What We Can Actually See Inside LLMs Now

The gap narrowed fast

A year ago, “looking inside” a large language model mostly meant inspecting attention maps or probing hidden states. Useful sometimes, but not the same as understanding the model’s internal computation.

That changed in 2024 and 2025. Three developments matter:

Lab	What they did	Scale	Source
Anthropic	Extracted interpretable features from Claude 3 Sonnet using sparse autoencoders	34M features, 65%+ variance explained, fewer than 300 active features per token	Scaling Monosemanticity
Anthropic	Published “Mapping the Mind of a Large Language Model” with causal steering experiments	Millions of concepts identified, including the Golden Gate Bridge feature	Anthropic Research
DeepMind	Released Gemma Scope: 400+ sparse autoencoders for Gemma 2, 30M+ learned features	~15% of Gemma 2 9B training compute used for interpretability, 20 PiB of activations stored	Gemma Scope Blog

Mechanistic interpretability is no longer just an academic curiosity. It is becoming a practical tool.

How it works

The core question: what internal variables, circuits, and computations cause the model to do what it does?

Two hypotheses drive the field:

Hypothesis	What it means
Linear representation	Concepts are directions in activation space
Superposition	Models store more features than dimensions by overlapping them in nearly orthogonal directions

Source: Anthropic, Scaling Monosemanticity

That is why a single neuron does not equal one concept. A neuron participates in many concepts. A concept is spread across many neurons.

Sparse autoencoders (SAEs) solve this by decomposing activation vectors into a larger dictionary of learned features with a sparsity constraint, so only a few activate at once. DeepMind’s Gemma Scope used a JumpReLU SAE architecture trained at every layer and sublayer of Gemma 2.

What we actually found

Not just syntax. Real semantic structure.

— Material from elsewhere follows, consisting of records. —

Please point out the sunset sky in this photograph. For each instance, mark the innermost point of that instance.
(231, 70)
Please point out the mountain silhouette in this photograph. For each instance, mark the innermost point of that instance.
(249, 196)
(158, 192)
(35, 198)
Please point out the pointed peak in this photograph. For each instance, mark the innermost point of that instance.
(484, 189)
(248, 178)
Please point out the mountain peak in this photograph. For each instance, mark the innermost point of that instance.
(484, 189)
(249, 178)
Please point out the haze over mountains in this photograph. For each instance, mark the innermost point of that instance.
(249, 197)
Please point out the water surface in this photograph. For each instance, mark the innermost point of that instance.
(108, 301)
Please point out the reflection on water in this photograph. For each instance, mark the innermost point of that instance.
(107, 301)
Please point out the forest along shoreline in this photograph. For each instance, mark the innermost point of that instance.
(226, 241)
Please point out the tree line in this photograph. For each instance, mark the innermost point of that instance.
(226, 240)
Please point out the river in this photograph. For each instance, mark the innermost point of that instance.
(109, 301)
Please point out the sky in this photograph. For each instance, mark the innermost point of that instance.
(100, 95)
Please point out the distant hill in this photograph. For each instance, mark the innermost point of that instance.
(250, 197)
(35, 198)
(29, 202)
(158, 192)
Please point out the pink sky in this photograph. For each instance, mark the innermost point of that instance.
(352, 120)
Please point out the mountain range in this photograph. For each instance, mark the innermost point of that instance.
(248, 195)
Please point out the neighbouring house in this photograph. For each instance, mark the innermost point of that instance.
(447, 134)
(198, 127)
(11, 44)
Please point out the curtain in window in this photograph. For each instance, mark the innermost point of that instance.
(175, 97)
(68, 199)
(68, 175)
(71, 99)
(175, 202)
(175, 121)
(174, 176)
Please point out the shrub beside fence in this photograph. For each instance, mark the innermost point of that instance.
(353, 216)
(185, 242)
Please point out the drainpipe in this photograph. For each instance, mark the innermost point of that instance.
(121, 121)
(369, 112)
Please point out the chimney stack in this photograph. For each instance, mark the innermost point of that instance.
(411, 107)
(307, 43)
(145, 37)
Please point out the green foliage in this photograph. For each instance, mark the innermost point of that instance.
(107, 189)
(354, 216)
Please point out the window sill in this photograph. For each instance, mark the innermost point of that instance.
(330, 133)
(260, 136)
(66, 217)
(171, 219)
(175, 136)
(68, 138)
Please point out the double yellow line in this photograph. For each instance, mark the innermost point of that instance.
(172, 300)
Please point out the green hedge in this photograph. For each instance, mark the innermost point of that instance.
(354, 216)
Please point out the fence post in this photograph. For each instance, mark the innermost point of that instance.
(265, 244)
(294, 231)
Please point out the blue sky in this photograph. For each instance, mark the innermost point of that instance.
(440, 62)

Anthropic’s features from Claude 3 Sonnet include:

Feature category	Examples
Entities	Cities, people, atomic elements, scientific fields
Code	Programming syntax, bugs, code backdoors
Safety	Deception, sycophancy, bias, dangerous content, scam emails
Multilingual	Golden Gate Bridge fires on English, Japanese, Chinese, Greek, Vietnamese, Russian, and images

Source: Anthropic Research

The Golden Gate Bridge feature is especially clear. Anthropic found a local neighborhood including Alcatraz Island, Ghirardelli Square, the Golden State Warriors, Gavin Newsom, the 1906 earthquake, and Vertigo. That is not a keyword detector. It is a conceptual cluster.

Critically, these features are causal. Anthropic ran steering experiments that made Claude answer as if it were the Golden Gate Bridge itself.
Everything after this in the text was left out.